Inner States and Outer Events: an exercise in Self-Observation

October 25, 2016 — Leave a comment

A couple of weeks ago I went to a session that was named “nature as coach.” One of the interesting exercises the teacher did with our group, was the following:

the teacher had us state a question on a problem we had to deal with in our mind, then we had to take a stroll in the park and stop at the first thing we noticed that intuitively we felt could provide us of an answer.

One of the women in this group shared her experience. Her problem was that sometimes she had dark thoughts and her question was what she could do to deal with these. Her solution when taking a walk came in the form of a tree with a really big trunk and enormous set of roots.

She said that the sight of this tree signified grounding to her. The trunk told her to ground herself back to the earth instead of diving deeper into the problem.

The teacher thanked her for sharing her observation. The follow-up was what I liked most about this walk: she asked everyone in the group to share what they saw in the tree-trunk in relation to the problem.

One rather pessimistic woman told us she thought the roots gave her the feeling of getting strangled. I saw shadow and light in the tree which to me made clear that both are part of nature and by consequence part of life. As more people shared their interpretation, I realized something I had just read in a book by Jodorowsky:

“For me they are no different, reality and dreams.”

We noticed that each of us saw a different reality in the same tree or focused our attention on completely different aspects of the tree.

Contemplating on this story today, brought me back to the days when I was reading a lot of the stoic philosophers who have this exercise of objective representation to deal with a certain problem.

An example of this technique of Marcus Aurelius I still enjoy to not allow myself to be impressed by strong personalities (17):

“Think about what they are like when they’re eating, sleeping, copulating, defecating. Then think of what they’re like when they’re acting proud and important, when they get angry and upbraid their inferiors.”
– Marcus Aurelius

The stoics believed that people are not troubled by things that happen to them but by their judgements of what happened to them. This brings me to The Work of George Ivanovich Gurdjieff I have been researching on and off for the past year or so. g-i-gurdjieff

In the works I’ve read on Gurdjieff it seems to always come down to start with the exercise of constant self-observation.

Gurdjieff makes a distinction between Inner States and Outer Events. The exercise lies in making this distinction in ourselves at all times. This is the start of the personal work that he proposes.

By purifying our inner life, we kind of change the way we see our relationship with outer events that happen to us. And if we realize that a certain inner life attracts a certain outer life, we will change the nature of events that will come to us.

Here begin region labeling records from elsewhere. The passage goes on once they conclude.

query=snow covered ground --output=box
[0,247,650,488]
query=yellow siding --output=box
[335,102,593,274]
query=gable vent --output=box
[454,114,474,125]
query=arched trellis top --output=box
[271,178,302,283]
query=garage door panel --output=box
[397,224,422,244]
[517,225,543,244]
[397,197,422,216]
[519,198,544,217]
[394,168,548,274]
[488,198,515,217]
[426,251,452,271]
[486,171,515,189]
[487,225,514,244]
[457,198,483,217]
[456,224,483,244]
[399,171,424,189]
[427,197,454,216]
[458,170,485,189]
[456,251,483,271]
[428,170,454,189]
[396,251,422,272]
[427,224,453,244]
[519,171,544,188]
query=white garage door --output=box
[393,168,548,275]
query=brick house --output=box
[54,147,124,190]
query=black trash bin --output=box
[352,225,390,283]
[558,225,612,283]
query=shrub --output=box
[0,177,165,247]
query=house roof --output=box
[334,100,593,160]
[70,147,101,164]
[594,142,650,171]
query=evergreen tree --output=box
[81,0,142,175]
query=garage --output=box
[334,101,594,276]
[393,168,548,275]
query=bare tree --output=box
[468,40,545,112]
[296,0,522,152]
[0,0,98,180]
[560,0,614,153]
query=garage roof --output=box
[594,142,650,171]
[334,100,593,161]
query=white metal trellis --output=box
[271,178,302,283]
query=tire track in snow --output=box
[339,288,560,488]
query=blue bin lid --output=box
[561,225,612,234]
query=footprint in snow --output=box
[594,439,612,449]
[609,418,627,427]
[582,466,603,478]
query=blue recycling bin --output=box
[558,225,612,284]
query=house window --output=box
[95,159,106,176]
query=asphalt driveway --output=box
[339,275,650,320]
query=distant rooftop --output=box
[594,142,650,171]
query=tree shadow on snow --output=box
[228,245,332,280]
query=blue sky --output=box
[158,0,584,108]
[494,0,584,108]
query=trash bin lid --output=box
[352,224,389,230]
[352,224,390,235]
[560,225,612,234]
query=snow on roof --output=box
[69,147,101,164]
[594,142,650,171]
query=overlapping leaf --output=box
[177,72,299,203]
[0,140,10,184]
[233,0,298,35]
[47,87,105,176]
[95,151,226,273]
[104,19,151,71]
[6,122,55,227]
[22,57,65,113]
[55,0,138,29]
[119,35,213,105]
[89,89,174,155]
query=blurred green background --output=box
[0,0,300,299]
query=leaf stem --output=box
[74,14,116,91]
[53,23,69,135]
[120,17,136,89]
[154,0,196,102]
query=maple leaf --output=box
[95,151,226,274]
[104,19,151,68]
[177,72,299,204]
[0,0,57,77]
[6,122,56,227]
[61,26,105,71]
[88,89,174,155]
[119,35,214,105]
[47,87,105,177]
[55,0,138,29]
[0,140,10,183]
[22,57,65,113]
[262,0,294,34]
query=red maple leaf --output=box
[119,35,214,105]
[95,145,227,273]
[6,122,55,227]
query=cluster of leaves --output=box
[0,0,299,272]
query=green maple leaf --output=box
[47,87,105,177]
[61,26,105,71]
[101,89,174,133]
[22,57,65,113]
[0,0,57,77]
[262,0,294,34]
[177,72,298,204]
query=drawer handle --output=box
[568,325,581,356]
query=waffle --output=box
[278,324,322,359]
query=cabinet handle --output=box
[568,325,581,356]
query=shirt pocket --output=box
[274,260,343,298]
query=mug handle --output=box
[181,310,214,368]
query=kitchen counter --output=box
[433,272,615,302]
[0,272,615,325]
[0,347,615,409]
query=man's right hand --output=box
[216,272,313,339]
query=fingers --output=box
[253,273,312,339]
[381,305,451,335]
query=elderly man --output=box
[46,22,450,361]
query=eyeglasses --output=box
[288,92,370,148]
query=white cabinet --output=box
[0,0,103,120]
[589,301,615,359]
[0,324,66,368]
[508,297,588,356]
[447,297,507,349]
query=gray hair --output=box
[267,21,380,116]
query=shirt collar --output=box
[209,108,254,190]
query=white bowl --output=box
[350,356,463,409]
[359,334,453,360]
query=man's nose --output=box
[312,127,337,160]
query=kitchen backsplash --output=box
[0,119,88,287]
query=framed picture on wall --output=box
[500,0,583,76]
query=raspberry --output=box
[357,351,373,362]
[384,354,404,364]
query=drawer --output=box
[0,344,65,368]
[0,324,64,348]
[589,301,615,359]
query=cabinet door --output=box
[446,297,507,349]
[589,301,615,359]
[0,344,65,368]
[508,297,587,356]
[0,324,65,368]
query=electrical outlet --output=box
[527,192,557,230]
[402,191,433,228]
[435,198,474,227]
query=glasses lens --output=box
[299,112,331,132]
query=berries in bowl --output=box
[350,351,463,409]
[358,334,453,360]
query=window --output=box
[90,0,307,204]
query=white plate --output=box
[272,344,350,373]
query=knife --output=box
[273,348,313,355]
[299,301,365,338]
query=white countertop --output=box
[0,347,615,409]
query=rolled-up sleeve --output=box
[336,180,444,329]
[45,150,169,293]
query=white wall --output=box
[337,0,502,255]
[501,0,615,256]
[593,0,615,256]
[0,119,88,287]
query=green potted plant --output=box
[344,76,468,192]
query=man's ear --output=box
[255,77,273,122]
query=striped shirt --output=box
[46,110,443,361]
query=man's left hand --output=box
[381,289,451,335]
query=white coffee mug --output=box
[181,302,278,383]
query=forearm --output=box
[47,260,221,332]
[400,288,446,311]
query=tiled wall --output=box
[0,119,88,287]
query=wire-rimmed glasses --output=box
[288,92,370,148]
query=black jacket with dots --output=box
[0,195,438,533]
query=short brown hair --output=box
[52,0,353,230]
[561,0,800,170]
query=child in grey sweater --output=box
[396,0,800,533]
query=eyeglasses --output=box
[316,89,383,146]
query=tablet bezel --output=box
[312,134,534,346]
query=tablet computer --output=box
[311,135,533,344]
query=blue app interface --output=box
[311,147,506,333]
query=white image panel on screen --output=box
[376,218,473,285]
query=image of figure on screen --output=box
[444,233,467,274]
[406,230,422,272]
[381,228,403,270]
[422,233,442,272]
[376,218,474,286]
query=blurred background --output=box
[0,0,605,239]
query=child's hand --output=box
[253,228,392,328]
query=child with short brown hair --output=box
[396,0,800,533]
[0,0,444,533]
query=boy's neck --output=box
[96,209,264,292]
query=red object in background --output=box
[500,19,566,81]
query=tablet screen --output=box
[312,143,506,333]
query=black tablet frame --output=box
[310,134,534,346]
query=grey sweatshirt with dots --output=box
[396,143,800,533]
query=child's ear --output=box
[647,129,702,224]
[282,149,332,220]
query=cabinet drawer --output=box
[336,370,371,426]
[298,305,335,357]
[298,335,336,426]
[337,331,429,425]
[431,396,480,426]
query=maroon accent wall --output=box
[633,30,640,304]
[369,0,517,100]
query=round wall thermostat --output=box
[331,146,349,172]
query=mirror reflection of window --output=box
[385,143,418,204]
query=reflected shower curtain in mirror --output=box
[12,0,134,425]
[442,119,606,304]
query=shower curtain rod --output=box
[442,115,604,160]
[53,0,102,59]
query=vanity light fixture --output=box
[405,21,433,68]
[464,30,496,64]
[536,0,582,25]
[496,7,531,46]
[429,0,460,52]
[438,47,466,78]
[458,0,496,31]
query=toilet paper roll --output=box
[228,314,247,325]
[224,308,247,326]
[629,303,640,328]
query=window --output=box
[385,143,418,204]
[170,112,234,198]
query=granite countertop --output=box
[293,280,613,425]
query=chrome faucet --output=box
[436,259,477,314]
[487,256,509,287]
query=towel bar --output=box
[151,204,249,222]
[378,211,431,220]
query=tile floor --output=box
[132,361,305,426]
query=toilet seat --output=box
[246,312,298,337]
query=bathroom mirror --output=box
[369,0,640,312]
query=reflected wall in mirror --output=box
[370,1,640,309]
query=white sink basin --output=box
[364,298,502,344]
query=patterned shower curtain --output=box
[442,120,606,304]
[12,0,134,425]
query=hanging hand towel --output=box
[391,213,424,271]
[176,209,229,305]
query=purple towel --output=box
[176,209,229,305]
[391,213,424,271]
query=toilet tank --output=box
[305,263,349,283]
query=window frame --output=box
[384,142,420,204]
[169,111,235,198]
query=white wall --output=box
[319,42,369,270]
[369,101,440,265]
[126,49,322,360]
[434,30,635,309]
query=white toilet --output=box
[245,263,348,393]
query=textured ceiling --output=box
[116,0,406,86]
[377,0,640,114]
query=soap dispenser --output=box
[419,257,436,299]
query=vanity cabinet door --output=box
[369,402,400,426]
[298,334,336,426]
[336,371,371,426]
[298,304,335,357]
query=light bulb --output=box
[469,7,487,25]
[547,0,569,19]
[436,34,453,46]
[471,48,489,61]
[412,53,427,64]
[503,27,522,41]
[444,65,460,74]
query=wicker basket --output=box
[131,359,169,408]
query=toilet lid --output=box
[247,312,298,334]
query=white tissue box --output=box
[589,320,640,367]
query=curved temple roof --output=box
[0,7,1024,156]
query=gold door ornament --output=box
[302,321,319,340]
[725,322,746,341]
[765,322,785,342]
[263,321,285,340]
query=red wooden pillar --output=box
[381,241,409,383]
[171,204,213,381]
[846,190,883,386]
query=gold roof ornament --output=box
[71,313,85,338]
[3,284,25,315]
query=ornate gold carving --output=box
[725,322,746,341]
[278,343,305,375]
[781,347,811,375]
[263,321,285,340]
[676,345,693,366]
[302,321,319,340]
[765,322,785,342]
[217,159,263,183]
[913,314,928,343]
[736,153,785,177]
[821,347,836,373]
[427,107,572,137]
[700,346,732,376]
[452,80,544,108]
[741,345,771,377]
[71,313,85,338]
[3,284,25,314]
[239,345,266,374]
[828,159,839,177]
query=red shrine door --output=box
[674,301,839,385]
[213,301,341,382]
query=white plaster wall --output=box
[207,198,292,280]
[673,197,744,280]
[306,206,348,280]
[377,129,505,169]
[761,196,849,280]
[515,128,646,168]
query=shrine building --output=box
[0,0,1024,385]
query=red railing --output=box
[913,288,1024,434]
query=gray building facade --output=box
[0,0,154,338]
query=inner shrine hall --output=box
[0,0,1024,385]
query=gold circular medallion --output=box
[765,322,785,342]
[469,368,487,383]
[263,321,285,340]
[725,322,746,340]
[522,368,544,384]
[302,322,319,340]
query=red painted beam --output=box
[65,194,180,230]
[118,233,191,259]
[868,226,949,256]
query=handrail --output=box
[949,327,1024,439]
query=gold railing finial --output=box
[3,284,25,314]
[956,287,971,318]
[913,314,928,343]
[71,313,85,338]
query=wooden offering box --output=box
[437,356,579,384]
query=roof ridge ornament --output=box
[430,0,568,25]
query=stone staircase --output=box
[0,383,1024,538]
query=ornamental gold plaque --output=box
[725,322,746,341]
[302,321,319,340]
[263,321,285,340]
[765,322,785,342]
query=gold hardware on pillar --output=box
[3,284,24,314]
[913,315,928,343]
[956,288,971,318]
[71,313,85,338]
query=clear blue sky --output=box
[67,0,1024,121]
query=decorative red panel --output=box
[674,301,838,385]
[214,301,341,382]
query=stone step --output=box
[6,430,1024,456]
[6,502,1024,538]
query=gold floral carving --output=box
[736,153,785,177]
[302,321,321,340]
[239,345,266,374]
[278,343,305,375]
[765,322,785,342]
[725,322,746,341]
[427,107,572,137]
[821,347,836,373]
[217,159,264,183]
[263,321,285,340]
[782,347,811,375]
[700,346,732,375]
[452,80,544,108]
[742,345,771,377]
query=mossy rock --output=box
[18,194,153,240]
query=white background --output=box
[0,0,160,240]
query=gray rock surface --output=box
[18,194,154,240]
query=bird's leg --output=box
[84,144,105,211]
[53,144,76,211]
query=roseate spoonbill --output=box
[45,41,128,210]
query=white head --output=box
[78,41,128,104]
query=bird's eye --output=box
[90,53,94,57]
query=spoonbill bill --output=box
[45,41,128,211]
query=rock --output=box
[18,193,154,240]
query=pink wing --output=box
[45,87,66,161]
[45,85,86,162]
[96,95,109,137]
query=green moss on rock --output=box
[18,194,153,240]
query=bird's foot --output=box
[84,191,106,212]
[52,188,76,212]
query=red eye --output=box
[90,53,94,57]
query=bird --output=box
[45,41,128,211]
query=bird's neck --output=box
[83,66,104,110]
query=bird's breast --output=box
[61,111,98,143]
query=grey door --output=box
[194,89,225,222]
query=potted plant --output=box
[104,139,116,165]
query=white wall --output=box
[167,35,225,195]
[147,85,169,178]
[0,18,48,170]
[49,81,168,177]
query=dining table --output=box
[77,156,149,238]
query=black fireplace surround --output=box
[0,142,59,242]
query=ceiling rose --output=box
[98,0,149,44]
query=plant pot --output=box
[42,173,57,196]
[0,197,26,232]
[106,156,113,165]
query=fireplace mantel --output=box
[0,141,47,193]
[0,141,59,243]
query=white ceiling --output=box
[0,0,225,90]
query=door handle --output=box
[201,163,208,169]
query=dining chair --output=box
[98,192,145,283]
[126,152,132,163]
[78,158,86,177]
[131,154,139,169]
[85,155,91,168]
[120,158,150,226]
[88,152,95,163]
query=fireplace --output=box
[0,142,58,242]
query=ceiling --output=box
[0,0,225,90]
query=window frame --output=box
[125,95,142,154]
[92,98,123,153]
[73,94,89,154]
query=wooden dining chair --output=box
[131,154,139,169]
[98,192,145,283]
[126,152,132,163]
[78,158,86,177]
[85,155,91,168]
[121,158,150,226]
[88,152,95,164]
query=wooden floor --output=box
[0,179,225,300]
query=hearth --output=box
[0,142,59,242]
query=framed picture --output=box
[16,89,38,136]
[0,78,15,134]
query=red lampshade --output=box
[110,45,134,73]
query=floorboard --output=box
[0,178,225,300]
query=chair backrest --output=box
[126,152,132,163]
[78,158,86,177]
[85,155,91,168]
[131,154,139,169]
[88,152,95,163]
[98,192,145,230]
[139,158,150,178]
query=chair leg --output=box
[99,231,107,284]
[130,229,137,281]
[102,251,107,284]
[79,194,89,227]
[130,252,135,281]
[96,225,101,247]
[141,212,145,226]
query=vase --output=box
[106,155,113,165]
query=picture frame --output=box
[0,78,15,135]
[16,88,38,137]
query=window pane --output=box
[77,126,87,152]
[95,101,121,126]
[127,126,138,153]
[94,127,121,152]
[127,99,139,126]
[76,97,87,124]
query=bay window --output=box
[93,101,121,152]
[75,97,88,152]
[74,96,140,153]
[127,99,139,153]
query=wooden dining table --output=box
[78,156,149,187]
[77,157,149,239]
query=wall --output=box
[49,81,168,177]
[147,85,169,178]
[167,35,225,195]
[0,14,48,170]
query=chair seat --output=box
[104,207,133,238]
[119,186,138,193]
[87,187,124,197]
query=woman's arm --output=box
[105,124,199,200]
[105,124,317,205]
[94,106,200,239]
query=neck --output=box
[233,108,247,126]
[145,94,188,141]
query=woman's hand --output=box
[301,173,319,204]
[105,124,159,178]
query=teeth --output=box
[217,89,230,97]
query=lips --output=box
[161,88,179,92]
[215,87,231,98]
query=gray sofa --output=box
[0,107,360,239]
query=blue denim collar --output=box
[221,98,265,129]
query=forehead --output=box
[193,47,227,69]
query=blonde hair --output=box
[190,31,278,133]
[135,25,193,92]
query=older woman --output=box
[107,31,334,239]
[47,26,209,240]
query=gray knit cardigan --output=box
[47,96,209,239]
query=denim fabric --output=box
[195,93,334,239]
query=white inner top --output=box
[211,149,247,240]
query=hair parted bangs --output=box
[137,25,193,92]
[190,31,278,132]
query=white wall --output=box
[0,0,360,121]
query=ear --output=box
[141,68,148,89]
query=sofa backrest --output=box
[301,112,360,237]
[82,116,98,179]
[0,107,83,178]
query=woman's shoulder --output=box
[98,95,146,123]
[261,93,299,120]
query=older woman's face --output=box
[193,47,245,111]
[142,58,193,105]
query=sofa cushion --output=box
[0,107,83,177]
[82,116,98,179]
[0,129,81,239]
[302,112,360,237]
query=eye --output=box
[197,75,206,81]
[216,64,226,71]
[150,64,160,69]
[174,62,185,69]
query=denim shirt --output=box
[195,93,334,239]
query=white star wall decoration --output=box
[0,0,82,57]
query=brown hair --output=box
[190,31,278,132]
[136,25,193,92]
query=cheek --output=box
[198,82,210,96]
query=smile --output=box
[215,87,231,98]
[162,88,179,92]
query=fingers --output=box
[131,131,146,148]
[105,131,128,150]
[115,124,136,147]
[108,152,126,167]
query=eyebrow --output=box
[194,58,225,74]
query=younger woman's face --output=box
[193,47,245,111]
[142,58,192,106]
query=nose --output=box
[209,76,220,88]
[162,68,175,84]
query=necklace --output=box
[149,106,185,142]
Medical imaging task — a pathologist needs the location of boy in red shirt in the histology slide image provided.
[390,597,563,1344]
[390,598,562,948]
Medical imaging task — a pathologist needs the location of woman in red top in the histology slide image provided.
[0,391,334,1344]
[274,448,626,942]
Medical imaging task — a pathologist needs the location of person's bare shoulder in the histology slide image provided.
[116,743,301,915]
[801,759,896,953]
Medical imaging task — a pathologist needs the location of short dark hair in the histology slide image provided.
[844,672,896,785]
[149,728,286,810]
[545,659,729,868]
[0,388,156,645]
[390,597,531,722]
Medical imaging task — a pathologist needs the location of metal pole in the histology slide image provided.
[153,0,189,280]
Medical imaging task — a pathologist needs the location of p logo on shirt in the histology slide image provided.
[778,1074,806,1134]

One way to do this is to define the nature of the Outer Event to make it more clear instead of going with your immediate emotion, similar to objective representation of the stoics.

For example when you lose your phone, you could say “This is called losing something.” Or when someone sends you a text with bad news “This is called receiving bad news.”

Define the Outer Event before it influences your Inner State. As a consequence, this implies that towards most events that happen to us, one has to react not at all. To let the Inner State stay unaffected, to learn to be passive.